I thank the Minister of State for her reply. We could have this debate until we see the roll-out of universal free general practitioner care, but there is an interim period. As the Minister of State has limited resources and limited opportunity to introduce the various policies, she has to prioritise and make decisions in the context of what cohorts get the various resources. The Central Statistics Office publishes reports regularly, and one of these, which deals with life expectancy and health outcomes in the various socioeconomic groupings, has been commented on by the Irish Cancer Society and others. As late as this morning it was revealed that there is a widening gap between health outcomes in the various income groupings in Cork North-Central and parts of Cork South-Central. While we are talking about health outcomes in the context of the Department's reasoning for rolling out universal general practitioner care, the reality is that people from poor backgrounds with socioeconomic problems have poorer health outcomes. With regard to children under six years of age, how does one square that circle in terms of priority?
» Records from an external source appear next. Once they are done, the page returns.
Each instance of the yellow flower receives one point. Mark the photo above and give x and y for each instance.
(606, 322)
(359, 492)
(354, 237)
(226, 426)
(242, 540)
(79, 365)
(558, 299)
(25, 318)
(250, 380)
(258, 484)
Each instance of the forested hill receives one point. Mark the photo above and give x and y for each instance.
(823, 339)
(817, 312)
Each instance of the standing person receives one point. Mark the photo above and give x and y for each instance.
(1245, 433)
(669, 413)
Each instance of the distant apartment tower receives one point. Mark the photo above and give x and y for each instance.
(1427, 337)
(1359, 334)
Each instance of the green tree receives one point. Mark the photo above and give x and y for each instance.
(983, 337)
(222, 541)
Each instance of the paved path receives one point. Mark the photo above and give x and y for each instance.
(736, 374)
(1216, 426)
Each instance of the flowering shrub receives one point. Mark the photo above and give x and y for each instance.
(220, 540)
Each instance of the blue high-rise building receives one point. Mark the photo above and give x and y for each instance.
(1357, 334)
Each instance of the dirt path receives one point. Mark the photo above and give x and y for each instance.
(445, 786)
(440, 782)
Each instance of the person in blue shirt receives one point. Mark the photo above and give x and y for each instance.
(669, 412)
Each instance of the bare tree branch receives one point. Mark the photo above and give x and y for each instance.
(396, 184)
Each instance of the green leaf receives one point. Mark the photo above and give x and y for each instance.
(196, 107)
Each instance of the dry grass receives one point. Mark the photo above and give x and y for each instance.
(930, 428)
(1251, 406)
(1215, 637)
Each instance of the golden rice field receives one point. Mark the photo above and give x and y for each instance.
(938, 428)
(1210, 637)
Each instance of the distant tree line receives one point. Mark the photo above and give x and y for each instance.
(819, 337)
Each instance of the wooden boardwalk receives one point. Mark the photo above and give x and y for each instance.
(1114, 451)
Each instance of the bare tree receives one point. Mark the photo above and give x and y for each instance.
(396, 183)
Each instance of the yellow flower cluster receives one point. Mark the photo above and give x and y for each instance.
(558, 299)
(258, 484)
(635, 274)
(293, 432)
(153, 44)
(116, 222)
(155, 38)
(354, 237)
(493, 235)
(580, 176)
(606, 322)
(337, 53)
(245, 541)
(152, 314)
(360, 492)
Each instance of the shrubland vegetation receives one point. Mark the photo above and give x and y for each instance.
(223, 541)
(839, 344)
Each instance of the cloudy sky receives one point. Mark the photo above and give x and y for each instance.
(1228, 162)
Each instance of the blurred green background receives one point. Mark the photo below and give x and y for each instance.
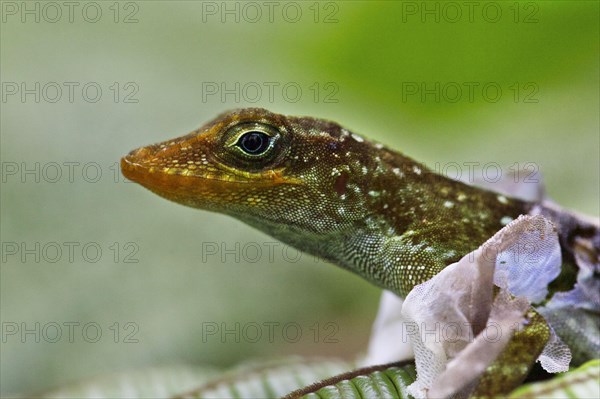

Inequality in general has an impact on health, and this is an issue for the entire Government, not just the Department of Health. I think the Deputy would agree with me on that. The system that is in place and which we hope to expand has ensured that the number of discretionary medical cards has increased enormously. There is a more compassionate way of looking at it. It is about the burden of illness. Even where people do not qualify through a means test, there is a recognition that illness brings an additional burden with it. We have increased the number of discretionary medical cards to over 70,000. The number of GP cards has increased to almost 85,500, and the figure for medical cards in general is over 1 million. A sizeable proportion of the population, therefore, are now covered by free access to a primary care medical card and, in many cases, GP access also. There is no shortage of people in need. We all understand that that is because of particular circumstances, but I am sure the Deputy understands that the general inequality in society is a much wider issue, which is the responsibility of more than just the Department of Health.

We do accept, in terms of the provision of medical care, that there is always an element of universality in some decisions, but when the Minister of State is making a decision to rule out further additional universality, this has an impact in other areas. There is no point in saying otherwise.

We should be clear. There has been a change in how the Department is assessing discretionary medical cards. There has been a substantial increase in the number of discretionary medical cards awarded. The reason is that the policy the Minister of State was pursuing until the U-turn was wrong. It was wrong, unfair and inhumane that we were taking medical cards from the most vulnerable and the sickest in our society while at the same time outlining plans to give free GP care to others. I have no problem giving it to the others, but those who deserve it most should get it first, and then, as resources allow, the roll-out must happen. At least the Minister of State is now acknowledging that the issue of discretionary medical cards is a central one. The awarding of medical cards to vulnerable sick people is humane, compassionate and fair.

The argument that we should not provide free GP care to healthy children when there are others in need is sometimes a false one. As SUN, or Scaling Up Nutrition, tell us - one sees it in all the advertisements now, but we have been looking at it for years - proper nutrition and proper care are essential in the first thousand days of a child's life. If a child does not get the essential nutrition within that first thousand days, this has an impact on the rest of its life. The Deputy and I know that there are certain groups of people to whom that essential nutrition is not being delivered, sometimes because it is not clear what it is.

Until the day when we have universal free access to GPs and health care in this country, there will always be hard cases.

I am astonished that we are doing it at a time we have to be extraordinarily careful about how we spend money, but the Fianna Fáil-led Government did not do so at a time when it was awash with money.